Brain no. 7, designed and knitted by Yara Clüver and Althea Crome, from “Brain Extravaganza!” (Jill Bolte Taylor BRAINS, Inc.). http://www.jbtbrains.org/ Picture taken in Bloomington, Indiana.

We’ve learned from research now that multitasking is ineffective, that it only feels like you’re getting so much done talking on the phone and e-mailing and writing a memo at the same time, but in fact you would get all of those things done much more quickly if you did them individually. Obviously, these researchers have not studied knitters – the ultimate in successful multitaskers.

Take my most recent multitasking challenge: the bedtime ritual these days ends with me sitting in a comfortable chair outside of the kids’ bedroom doors while I sing and knit, a softly lit lamp behind me. The idea is that they are soothed to bed and don’t terrorize their rooms while I get something done! Unfortunately, my singing repertoire has been getting stale and I’m currently knitting the cutest cabled Debbie Bliss booties/baby socks, which means that 1) I need printed lyrics on my lap to learn some fresh songs and 2) I’m trying to follow detailed directions for ankle and foot shaping, it being a typical DB pattern that has to be sewn up (i.e., it’s not as friendly to knit for me as it would be in the round).

One of my “interruptors” touching the beautiful Brain no. 7, designed and knitted by Yara Clüver and Althea Crome, “Brain Extravaganza!”
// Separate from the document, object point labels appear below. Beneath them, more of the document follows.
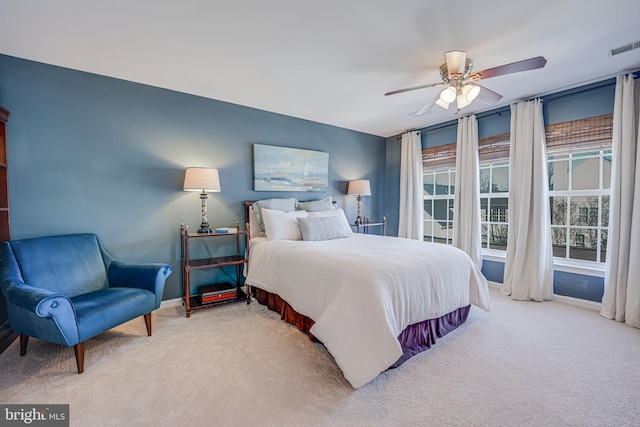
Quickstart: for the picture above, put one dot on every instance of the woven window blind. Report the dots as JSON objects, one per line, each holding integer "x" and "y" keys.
{"x": 590, "y": 134}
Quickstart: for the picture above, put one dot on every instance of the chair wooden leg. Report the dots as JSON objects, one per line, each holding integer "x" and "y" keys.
{"x": 147, "y": 321}
{"x": 24, "y": 340}
{"x": 79, "y": 350}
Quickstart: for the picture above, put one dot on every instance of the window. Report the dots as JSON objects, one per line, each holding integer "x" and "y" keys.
{"x": 579, "y": 166}
{"x": 439, "y": 192}
{"x": 494, "y": 205}
{"x": 579, "y": 189}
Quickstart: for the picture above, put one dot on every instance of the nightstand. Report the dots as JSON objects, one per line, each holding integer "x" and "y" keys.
{"x": 365, "y": 227}
{"x": 219, "y": 293}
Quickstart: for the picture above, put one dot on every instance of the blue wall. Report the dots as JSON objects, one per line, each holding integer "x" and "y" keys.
{"x": 582, "y": 102}
{"x": 89, "y": 153}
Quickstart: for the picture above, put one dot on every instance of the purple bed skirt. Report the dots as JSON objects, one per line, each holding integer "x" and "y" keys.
{"x": 414, "y": 339}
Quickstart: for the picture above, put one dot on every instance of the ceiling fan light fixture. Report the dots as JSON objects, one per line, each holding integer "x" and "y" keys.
{"x": 462, "y": 101}
{"x": 456, "y": 61}
{"x": 448, "y": 95}
{"x": 442, "y": 103}
{"x": 470, "y": 92}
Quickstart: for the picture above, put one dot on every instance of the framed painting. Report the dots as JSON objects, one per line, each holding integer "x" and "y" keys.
{"x": 289, "y": 169}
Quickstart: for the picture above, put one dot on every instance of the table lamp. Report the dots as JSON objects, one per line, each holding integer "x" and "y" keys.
{"x": 360, "y": 187}
{"x": 205, "y": 180}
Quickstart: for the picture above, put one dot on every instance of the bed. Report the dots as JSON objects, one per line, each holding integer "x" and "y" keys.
{"x": 372, "y": 301}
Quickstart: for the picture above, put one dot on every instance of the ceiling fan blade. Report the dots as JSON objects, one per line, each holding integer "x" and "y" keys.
{"x": 393, "y": 92}
{"x": 488, "y": 96}
{"x": 427, "y": 108}
{"x": 514, "y": 67}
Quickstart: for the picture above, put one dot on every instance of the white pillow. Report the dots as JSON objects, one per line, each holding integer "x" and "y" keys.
{"x": 322, "y": 228}
{"x": 337, "y": 213}
{"x": 317, "y": 205}
{"x": 280, "y": 225}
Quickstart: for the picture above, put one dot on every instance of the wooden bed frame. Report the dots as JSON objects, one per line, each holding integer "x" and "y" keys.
{"x": 414, "y": 339}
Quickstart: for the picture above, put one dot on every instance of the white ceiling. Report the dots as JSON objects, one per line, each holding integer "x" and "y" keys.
{"x": 327, "y": 61}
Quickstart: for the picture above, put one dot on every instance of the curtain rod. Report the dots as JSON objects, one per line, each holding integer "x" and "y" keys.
{"x": 606, "y": 81}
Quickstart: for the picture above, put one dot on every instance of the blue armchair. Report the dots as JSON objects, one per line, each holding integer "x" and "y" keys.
{"x": 67, "y": 289}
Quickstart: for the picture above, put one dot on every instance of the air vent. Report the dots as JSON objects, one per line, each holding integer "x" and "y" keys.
{"x": 627, "y": 47}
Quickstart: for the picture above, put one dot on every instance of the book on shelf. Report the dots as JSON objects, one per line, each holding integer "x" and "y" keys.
{"x": 226, "y": 230}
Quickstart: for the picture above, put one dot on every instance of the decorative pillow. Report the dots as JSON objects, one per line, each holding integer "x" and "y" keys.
{"x": 317, "y": 205}
{"x": 280, "y": 225}
{"x": 322, "y": 228}
{"x": 339, "y": 213}
{"x": 284, "y": 205}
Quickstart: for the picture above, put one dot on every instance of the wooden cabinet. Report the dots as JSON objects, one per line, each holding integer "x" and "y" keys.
{"x": 6, "y": 334}
{"x": 219, "y": 293}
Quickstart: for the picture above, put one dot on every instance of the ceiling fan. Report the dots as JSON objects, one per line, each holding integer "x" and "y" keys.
{"x": 461, "y": 82}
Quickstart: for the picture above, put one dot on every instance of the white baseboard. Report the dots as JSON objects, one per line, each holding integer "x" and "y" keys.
{"x": 591, "y": 305}
{"x": 175, "y": 302}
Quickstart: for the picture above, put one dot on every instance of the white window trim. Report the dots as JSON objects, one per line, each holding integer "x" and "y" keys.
{"x": 586, "y": 268}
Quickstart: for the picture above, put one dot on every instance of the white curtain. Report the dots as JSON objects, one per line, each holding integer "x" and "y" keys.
{"x": 621, "y": 299}
{"x": 529, "y": 264}
{"x": 466, "y": 207}
{"x": 411, "y": 221}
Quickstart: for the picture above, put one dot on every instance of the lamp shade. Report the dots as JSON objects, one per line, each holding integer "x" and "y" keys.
{"x": 201, "y": 179}
{"x": 361, "y": 187}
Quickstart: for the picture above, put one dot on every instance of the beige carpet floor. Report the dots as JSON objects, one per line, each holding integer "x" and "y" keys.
{"x": 522, "y": 364}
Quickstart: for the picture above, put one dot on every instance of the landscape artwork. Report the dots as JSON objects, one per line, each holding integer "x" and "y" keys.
{"x": 289, "y": 169}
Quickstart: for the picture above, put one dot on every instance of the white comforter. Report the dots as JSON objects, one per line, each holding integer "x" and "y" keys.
{"x": 363, "y": 290}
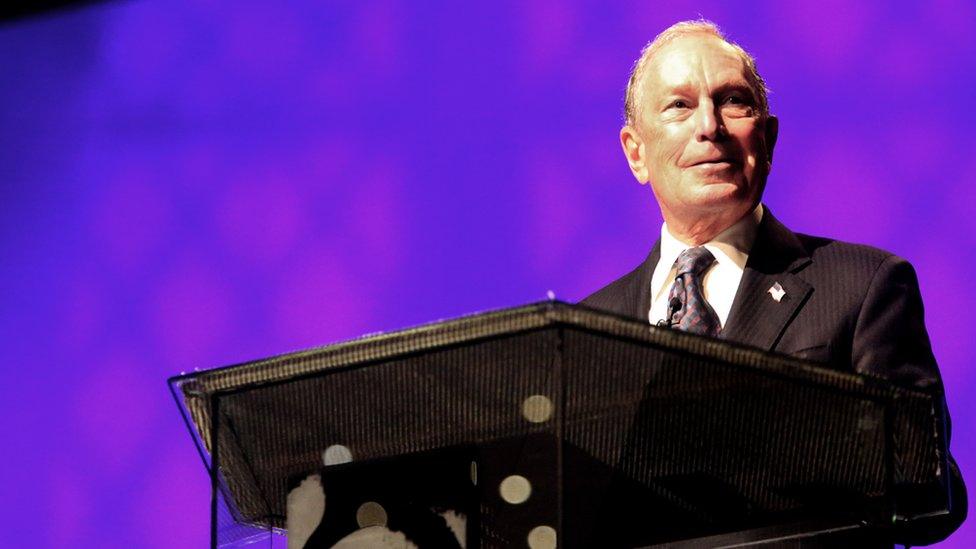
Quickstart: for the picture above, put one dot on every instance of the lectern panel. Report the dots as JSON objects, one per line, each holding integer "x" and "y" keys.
{"x": 575, "y": 425}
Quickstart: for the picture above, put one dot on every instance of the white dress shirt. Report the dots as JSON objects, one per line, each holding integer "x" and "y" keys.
{"x": 731, "y": 250}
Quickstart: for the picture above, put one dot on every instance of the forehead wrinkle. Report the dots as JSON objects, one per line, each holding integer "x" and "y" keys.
{"x": 676, "y": 71}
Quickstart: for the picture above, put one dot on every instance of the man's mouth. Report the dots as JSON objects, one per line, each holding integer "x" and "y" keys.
{"x": 718, "y": 162}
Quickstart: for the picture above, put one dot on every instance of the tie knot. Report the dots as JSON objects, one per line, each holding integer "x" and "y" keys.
{"x": 694, "y": 260}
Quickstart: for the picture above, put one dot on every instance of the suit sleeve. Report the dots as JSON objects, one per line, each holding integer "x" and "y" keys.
{"x": 890, "y": 340}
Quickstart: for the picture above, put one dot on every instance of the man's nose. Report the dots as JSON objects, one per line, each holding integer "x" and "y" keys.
{"x": 707, "y": 123}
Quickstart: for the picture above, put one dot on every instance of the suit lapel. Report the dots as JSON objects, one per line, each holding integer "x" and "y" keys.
{"x": 645, "y": 273}
{"x": 757, "y": 318}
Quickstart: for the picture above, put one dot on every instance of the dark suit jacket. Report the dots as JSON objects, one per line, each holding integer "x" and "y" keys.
{"x": 853, "y": 307}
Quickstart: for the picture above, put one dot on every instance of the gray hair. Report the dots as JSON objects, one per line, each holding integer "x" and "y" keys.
{"x": 686, "y": 28}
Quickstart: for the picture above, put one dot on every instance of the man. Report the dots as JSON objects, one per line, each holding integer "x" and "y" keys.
{"x": 698, "y": 130}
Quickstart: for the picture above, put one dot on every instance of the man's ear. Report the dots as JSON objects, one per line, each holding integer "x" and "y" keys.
{"x": 771, "y": 133}
{"x": 633, "y": 145}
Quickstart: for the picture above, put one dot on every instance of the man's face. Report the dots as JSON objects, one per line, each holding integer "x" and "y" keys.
{"x": 700, "y": 139}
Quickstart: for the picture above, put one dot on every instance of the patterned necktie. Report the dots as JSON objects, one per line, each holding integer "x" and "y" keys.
{"x": 695, "y": 315}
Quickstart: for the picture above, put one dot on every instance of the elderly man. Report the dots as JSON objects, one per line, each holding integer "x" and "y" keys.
{"x": 698, "y": 130}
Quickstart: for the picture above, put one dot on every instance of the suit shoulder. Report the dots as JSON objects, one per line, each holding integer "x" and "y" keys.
{"x": 613, "y": 297}
{"x": 846, "y": 256}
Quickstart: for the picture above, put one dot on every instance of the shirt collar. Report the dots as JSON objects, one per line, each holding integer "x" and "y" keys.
{"x": 730, "y": 247}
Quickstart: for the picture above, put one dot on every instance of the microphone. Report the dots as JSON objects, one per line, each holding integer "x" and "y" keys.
{"x": 673, "y": 307}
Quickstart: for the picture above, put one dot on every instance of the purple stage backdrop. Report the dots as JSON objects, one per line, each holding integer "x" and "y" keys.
{"x": 192, "y": 184}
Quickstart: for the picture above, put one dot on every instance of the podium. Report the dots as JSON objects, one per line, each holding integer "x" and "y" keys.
{"x": 554, "y": 424}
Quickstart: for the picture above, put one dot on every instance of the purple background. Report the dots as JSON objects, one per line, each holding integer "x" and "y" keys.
{"x": 192, "y": 184}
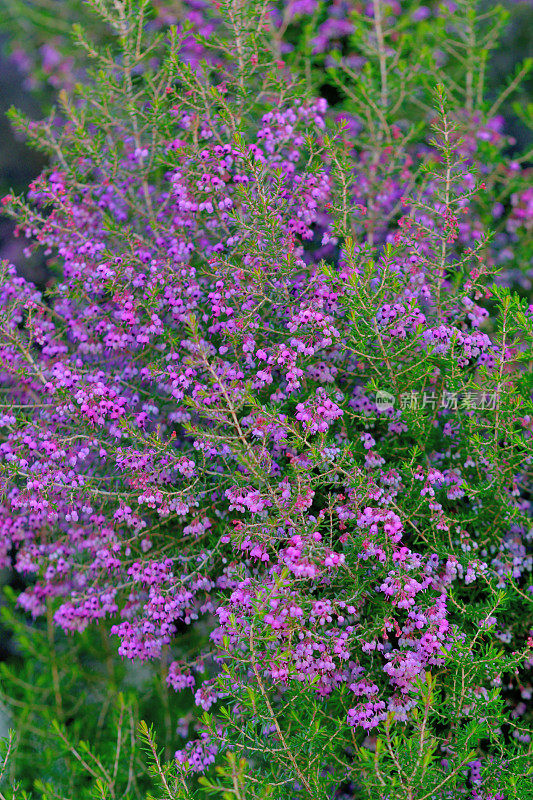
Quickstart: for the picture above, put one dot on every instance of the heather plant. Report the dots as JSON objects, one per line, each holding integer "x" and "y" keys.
{"x": 267, "y": 433}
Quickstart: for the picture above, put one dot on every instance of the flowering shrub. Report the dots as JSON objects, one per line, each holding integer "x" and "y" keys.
{"x": 260, "y": 429}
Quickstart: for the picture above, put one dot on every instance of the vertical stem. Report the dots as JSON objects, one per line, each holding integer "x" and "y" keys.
{"x": 53, "y": 660}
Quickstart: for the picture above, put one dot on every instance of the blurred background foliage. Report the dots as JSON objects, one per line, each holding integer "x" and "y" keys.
{"x": 38, "y": 58}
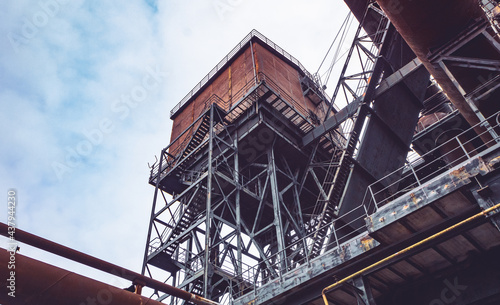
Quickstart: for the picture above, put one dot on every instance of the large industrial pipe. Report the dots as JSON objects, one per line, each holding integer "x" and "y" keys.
{"x": 136, "y": 278}
{"x": 428, "y": 24}
{"x": 33, "y": 282}
{"x": 407, "y": 249}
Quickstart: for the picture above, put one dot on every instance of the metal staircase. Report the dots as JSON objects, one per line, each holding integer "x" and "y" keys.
{"x": 191, "y": 212}
{"x": 335, "y": 187}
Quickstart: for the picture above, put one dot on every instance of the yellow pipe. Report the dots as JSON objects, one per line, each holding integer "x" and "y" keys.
{"x": 326, "y": 289}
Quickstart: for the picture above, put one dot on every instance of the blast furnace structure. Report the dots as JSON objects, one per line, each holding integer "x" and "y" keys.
{"x": 270, "y": 190}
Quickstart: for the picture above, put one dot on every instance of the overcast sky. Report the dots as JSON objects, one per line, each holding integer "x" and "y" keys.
{"x": 86, "y": 88}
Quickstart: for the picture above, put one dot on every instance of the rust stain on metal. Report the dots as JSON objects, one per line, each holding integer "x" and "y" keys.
{"x": 460, "y": 173}
{"x": 367, "y": 243}
{"x": 495, "y": 162}
{"x": 415, "y": 199}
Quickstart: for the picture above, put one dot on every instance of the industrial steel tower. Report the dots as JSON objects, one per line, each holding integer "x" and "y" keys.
{"x": 268, "y": 192}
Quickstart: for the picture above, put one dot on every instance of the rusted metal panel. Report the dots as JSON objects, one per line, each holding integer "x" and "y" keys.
{"x": 430, "y": 260}
{"x": 425, "y": 29}
{"x": 286, "y": 77}
{"x": 431, "y": 191}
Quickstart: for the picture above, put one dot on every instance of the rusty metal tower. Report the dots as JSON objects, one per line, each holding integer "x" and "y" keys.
{"x": 268, "y": 189}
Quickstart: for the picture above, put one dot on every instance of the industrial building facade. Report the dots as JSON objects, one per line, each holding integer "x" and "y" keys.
{"x": 271, "y": 191}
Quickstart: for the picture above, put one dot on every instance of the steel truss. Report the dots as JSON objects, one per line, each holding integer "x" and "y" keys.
{"x": 236, "y": 218}
{"x": 482, "y": 76}
{"x": 244, "y": 197}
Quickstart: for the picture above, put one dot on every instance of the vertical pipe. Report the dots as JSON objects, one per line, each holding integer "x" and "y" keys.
{"x": 239, "y": 241}
{"x": 276, "y": 207}
{"x": 254, "y": 67}
{"x": 207, "y": 268}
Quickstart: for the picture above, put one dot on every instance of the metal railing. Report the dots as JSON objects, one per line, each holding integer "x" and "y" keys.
{"x": 229, "y": 56}
{"x": 297, "y": 253}
{"x": 414, "y": 174}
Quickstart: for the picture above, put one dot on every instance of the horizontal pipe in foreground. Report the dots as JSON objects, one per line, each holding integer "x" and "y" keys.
{"x": 136, "y": 278}
{"x": 360, "y": 272}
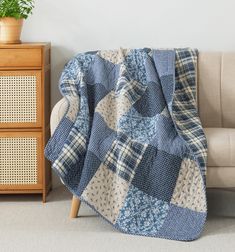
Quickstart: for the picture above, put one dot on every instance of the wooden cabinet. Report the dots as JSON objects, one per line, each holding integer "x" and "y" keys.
{"x": 24, "y": 118}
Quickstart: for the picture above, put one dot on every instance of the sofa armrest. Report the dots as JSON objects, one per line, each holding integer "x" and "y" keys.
{"x": 57, "y": 113}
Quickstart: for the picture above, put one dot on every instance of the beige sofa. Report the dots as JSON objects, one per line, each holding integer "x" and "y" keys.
{"x": 216, "y": 103}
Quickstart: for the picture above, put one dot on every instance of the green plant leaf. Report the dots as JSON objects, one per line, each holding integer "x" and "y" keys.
{"x": 16, "y": 8}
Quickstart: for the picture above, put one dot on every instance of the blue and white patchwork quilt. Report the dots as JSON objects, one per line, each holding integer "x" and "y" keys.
{"x": 131, "y": 144}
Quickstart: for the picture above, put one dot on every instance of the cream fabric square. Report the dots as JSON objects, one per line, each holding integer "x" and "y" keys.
{"x": 189, "y": 191}
{"x": 106, "y": 192}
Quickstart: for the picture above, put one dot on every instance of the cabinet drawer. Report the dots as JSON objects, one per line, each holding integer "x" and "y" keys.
{"x": 20, "y": 160}
{"x": 20, "y": 99}
{"x": 20, "y": 57}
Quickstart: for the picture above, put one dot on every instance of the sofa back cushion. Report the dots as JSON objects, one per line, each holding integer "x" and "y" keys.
{"x": 216, "y": 89}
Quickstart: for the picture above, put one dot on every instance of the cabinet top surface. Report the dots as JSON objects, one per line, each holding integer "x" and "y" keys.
{"x": 25, "y": 45}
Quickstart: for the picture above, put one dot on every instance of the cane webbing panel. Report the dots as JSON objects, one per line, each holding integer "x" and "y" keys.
{"x": 18, "y": 160}
{"x": 18, "y": 96}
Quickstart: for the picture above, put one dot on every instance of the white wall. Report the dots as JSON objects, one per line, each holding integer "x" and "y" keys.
{"x": 73, "y": 26}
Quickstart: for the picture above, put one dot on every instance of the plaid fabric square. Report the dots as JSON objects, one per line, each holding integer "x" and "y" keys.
{"x": 74, "y": 148}
{"x": 124, "y": 156}
{"x": 185, "y": 106}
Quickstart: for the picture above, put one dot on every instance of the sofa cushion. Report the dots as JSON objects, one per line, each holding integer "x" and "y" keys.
{"x": 221, "y": 146}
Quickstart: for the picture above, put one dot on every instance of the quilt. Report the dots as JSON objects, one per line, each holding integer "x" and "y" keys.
{"x": 131, "y": 144}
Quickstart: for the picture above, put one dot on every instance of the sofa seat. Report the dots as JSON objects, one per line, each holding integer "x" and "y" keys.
{"x": 221, "y": 157}
{"x": 221, "y": 147}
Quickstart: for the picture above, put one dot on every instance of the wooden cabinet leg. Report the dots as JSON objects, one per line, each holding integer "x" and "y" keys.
{"x": 75, "y": 207}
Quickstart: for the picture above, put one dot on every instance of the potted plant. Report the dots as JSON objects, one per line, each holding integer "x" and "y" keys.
{"x": 12, "y": 14}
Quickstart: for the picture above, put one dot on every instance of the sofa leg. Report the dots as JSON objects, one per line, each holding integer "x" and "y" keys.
{"x": 75, "y": 207}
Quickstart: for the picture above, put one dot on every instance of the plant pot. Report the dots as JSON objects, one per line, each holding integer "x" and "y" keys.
{"x": 10, "y": 30}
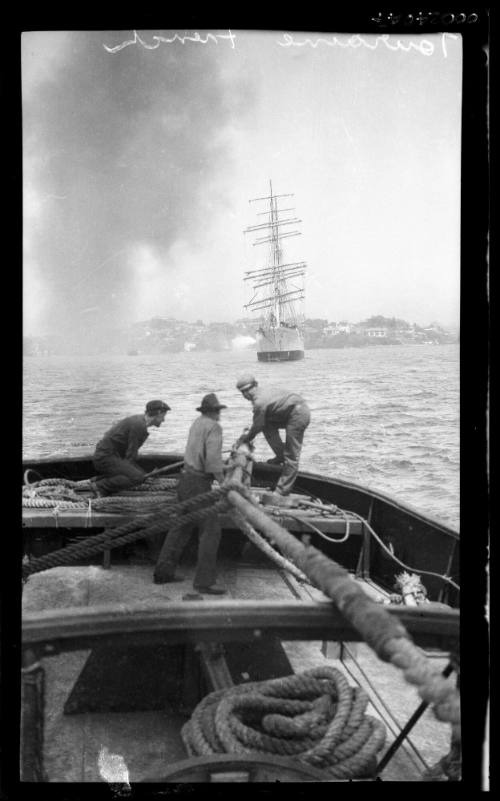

As many knitters would agree, knitting while talking is no big deal, in fact it helps move along the conversation at times. Sure I might make a mistake here and there, but I would do that if I were knitting and just not concentrating very hard too.  Repetitive knitting  is often left to the memory of your hands, like when you forget how to do a certain stitch or cast-on and you close your eyes to let your hands figure it out on their own. Letting your hands do the work leaves plenty of room in one’s brain to sing or talk or read a book (a la Elizabeth Zimmerman’s recommendation). So it is possible to knit and sing at the same time, but what about knitting detailed instructions while singing?  Apparently, it is possible. I’m even amazed while I do it – I will sing an old, familiar song and not get lost in the lyrics while at the same time I am counting stitches, doing short rows, and following decreases that differ every row.  How can our brains do this, how can they concentrate on two different things at the same time?  Throwing new lyrics in to the mix has slowed me down a little – I may count the stitches several times over while I’m looking at the paper – but after a second I’ll be back knitting! Proof that multitasking is possible and successful.

My zen-like concentration is short-lived, however. One of the kids invariably  gets up and has to go to the bathroom, or needs water, or didn’t say goodnight to daddy, or… the list goes on. Each time, my thoughts of singing and stitches are completely obliterated to the point that I don’t even know what side I’m knitting on, I don’t even remember what song I was trying to learn. If I would stick to just one thing, maybe I wouldn’t get so lost when interrupted…

The socks I made from the Debbie Bliss pattern (but without the cuff). Unfortunately I forgot to take a picture of the light pink socks for baby Ida. These are for Emory, hoping he doesn’t outgrow them too soon.